Alexander Wang, an American in Paris
At 28, he is the rising star who built a global multimillion-dollar business in less than a decade, opened stores in New York and Beijing and, last week, he was named the creative director of Balenciaga.
“It was a coup for Alex, and a coup for American fashion,” said Diane von Furstenberg. But, she added, “he’s going to need some mentoring in Paris.”
It is fitting that Wang should become the first American designer to take on a big, historic European design house since Marc Jacobs, Michael Kors and Narciso Rodriguez went to Paris in the late 1990s. Wang most perfectly represents his generation’s more accessible and business-minded approach to fashion. He also reflects the growing prominence of designers of Asian descent on the global stage.

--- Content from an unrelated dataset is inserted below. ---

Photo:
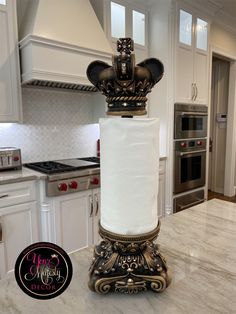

He has created a business with estimated sales of more than $60 million by making contemporary T-shirts, sweatshirts and shorts that look remarkably like high fashion. Early in his career, when critics said he was too commercial, Wang said: “I don’t see that as a negative thing. It is something I actually enjoy.”
Some established designers see the change as symbolic of a broader watering-down of creativity in fashion. “They’re not fashion designers,” one New York designer said. “They’re fashion curators. They’re sitting at a computer copying other peoples’ ideas.”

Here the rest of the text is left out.